Founder, CHIPPEWA PARTNERS, Native American Advisors, Inc. A White Earth Chippewa Reservation member he's helped Natives for decades. Raised conservative in the color of friend, Crow Chief Robert Yellow Tail. Training on Wall Street in 1982/83, met game changer William O'Neil in 1984. In a world on a dopamine, hypomanic binge, this is his take on financial chicanery, political crime, Native issues and life well lived. Written from the trading turret at his MT Ghost Ranch or TN farm, Pamelot.
Monday, August 29, 2016
Having jumped miraculously from -18 to -1.3 in July, August's Dallas Fed plunged back to -6.2 - contracting for the 20th month in a row. The worse than expected headline data came despite a rise in new orders as the number of employees, average workweek, and capex all plunged into contraction. Hope also tumbled from 18.4 to 7.0 with inventories and new orders expected to slow.
Despite the surge in oil prices, the Dallas economy continues to contract...
With all the cranes and construction around the Dallas Fed building you would think the hipsters could have fabricated some better numbers! The truth is so 80's.
However, it wasn't the notoriously volatile data that attracted our attention, but rather the sampling of traditionally outspoken, well-formulated responses said as part of the survey. Here are some selected highlights:
The global economies and the U.S. economy are very weak and uncertain.
U.S. manufacturing is suffering because of the high dollar value.
A good indication of business outlook is how many calls we get from truckers looking for freight business. On one day we received four calls. It was probably more calls than orders we received for the day.
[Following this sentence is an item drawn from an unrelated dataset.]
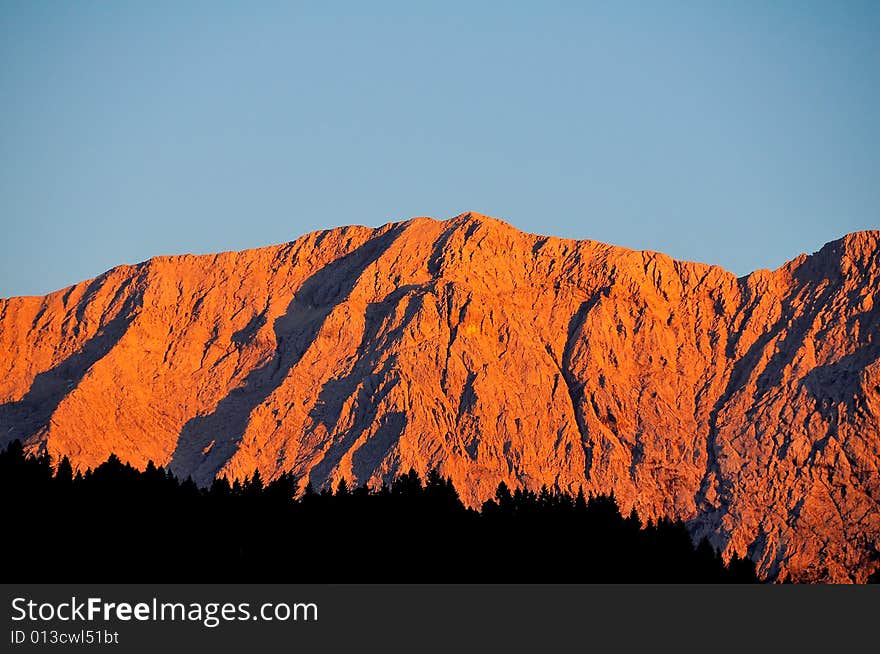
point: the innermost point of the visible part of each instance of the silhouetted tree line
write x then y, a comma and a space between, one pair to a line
115, 523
Refinery margins continue under pressure and the level of spending on equipment is being reduced significantly. I believe that the continued low level of spending will result in several providers going out of business. The market is getting very tough.
Pricing has deteriorated to win bids, and many projects seem to be on hold. Owners are reevaluating capital expenditures priorities or deferring them all together.
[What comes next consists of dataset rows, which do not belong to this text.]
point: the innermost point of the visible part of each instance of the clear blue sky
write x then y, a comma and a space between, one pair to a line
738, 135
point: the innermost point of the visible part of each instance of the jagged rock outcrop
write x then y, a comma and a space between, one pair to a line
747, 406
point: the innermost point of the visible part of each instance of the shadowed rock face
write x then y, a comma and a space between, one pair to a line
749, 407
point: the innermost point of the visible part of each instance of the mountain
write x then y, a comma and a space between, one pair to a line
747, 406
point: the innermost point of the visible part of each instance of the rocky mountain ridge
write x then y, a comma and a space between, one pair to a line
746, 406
Despite some "hoopla" about construction metrics being strong, we seem to be on a plateau. Business is up and down some month to month, but no real growth year to year.
Our increases are new product orders and not from existing products. Demand for existing products ranges from no change to worse.
We are very busy right now, which is normal for this time of year. We are not sure how the next six months will pan out. We are very worried about persistent slowness of our customers, which does not bode well for us down the road unless things pick up soon for them.
The following analysis could have been penned by any econobserver who has not been captured by the system quite yet:
Department of Labor rules and regulations are slowing growth and reducing hiring due to increased management time spent on compliance and higher costs of labor. Current efforts to bring foreign production to the U.S. are significantly reduced due to labor costs and because worker productivity remains low, especially for entry-level or unskilled workers. Taxes, costs and inefficiencies of exporting are reducing competitiveness in overseas markets. The lack of local support for foreign trade zones is causing our company to consider alternatives, including relocating and growing elsewhere that offers them. Growth and improvement for our company is primarily by product innovation overcoming a worsening business climate.
And finally, the punchline:
Sometime after the election, historical data will show that in 2016 the U.S. was in recession.